Andrew Holleran / Photo editor
Drivers might need to hit the brakes on Lane Avenue between Summit and High streets in the coming months.
After a unanimous decision during a Monday Columbus City Council meeting, an appeal to reduce the speed limit on Lane Avenue will be directed to the Ohio Department of Transportation. The appeal suggests a speed limit reduction from 35 mph to 25 mph between those Summit and High streets in the Ohio State off-campus area.
The appeal was spurred by Undergraduate Student Government whose members attended a Pedestrian and Transportation Commission meeting in 2011. They had expressed their concerns about the safety in the University District, said John Ivanic, communications director for Columbus City Council.
Transportation Services within the Department of Public Service addressed these concerns and reviewed the crash data on Lane Avenue between Summit and High streets from 2009-2011.
According to March 13 meeting minutes, the Columbus Transportation and Pedestrian Commission decided to pursue a speed limit reduction in that area.
“We’re always interested in partnering with OSU students to make the roads safer,” said Columbus City Council member and Public Service and Transportation Committee Chair Eileen Paley.
Results of the study showed the average car speed on this stretch was 29 mph.
“So we’re only talking a reduction of 4 mph,” Ivanic said. “With the road so narrow, the speed limit doesn’t need to be 35 mph.”
When city council is expected receive a response to the appeal is unknown, and requests for comment from the Ohio Department of Transportation were not immediately returned Tuesday.
The study commenced once the students’ idea was approved by the Columbus Transportation and Pedestrian Commission on March 15. It concluded that “25 miles per hour is reasonable and safe under existing conditions,” according a Tuesday email from Ivanic.
The details of the study and the study itself have not been released.
“A reduced speed limit will help calm traffic and make the area safe for pedestrians, drivers and bicyclists,” Ivanic said.
OSU students show mixed emotions about the potential change.
“It will just back up traffic, put people on edge and potentially increase accidents,” said Ashley Hard, a third-year in psychology.
Alvian Williams, a third-year in exploration, said he thinks the change could have a positive affect.
“People are going slower so they have to be more aware of their surroundings,” Williams said.
Students should be kept informed about any speed limit changes with multiple emails and street signs so they aren’t caught off guard, Williams said.

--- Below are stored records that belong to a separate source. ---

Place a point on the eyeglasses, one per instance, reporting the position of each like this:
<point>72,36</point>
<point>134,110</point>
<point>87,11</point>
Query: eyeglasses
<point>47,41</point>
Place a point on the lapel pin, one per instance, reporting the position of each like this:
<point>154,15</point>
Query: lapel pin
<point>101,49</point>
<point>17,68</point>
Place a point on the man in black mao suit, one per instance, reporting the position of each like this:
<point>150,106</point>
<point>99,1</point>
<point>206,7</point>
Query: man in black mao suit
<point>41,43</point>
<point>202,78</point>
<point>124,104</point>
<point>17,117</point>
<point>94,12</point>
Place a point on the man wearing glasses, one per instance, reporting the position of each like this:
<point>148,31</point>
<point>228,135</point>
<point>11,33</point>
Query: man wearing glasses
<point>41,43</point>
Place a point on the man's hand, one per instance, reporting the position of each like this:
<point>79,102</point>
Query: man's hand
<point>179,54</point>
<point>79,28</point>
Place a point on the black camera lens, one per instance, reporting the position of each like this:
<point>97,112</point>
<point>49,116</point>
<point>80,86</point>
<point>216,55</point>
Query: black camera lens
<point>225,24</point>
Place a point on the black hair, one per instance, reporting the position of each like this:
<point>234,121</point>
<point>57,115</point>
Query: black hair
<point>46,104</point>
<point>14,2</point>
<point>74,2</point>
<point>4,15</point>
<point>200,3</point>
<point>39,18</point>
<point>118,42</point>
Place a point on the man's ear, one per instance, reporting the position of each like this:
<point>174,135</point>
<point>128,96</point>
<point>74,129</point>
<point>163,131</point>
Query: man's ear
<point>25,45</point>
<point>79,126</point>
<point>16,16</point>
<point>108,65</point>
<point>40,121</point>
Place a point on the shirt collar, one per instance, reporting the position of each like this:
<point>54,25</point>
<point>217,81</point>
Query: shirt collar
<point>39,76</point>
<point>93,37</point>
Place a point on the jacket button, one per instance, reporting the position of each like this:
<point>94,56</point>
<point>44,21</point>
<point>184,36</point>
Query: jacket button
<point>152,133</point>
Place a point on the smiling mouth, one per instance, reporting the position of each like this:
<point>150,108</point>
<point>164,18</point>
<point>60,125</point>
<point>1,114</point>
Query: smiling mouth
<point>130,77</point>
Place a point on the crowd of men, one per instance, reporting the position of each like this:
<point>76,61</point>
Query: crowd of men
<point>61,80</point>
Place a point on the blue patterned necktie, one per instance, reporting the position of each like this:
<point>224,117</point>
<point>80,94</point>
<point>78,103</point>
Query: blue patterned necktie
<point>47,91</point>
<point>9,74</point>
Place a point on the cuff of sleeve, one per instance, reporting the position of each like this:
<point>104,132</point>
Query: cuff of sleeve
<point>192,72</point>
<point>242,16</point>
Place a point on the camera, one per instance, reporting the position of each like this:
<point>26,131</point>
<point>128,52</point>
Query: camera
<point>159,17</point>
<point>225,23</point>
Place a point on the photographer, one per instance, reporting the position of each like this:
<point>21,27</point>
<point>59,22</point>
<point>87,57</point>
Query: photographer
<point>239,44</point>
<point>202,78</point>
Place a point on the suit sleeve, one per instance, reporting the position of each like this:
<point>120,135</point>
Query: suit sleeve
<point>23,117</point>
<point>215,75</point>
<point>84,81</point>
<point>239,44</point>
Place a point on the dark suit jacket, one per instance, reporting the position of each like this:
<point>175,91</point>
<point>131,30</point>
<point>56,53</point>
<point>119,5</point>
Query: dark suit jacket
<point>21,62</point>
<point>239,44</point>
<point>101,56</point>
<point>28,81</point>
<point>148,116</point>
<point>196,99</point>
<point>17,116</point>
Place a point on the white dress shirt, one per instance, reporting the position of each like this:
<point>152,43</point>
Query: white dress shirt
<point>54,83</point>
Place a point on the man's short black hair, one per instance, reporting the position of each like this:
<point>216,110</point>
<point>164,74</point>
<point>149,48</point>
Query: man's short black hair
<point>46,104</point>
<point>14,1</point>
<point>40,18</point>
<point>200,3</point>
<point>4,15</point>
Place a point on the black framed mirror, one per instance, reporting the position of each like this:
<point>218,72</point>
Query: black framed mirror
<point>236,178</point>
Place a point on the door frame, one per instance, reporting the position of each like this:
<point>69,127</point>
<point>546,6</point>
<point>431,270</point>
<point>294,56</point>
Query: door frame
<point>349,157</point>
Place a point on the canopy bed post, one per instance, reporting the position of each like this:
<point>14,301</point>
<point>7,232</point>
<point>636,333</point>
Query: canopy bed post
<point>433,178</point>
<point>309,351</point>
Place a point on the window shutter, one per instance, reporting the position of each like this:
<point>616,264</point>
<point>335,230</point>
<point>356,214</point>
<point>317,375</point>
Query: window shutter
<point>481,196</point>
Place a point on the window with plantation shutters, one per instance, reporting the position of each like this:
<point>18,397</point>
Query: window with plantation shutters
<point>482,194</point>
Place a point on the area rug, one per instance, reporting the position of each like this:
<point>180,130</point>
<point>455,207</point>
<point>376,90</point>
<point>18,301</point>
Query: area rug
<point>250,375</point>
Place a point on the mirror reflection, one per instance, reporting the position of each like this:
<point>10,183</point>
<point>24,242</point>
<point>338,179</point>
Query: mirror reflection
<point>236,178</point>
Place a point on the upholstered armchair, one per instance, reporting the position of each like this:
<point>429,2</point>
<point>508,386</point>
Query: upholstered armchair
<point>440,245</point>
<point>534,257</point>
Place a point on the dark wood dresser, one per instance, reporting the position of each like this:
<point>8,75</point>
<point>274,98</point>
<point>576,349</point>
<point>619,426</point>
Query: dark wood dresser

“Hopefully they don’t give out a lot of tickets (at first),” said Ashley Bell, a third-year in human development and family science. “When all of the accidents occurred, they didn’t (initially) announce the jaywalking tickets.”
Lindsay Komlanc, spokeswoman for OSU Administration and Planning, stated in an email that if the speed limit does change, the Ohio State Police Department might put information on its website and the Department of Transportation and Traffic Management might communicate it through their website or Twitter account.
“(But) we are talking about a proposed change,” Komlanc stated in the email. “We would need final information and details from the city before determining how best to communicate it to our community.”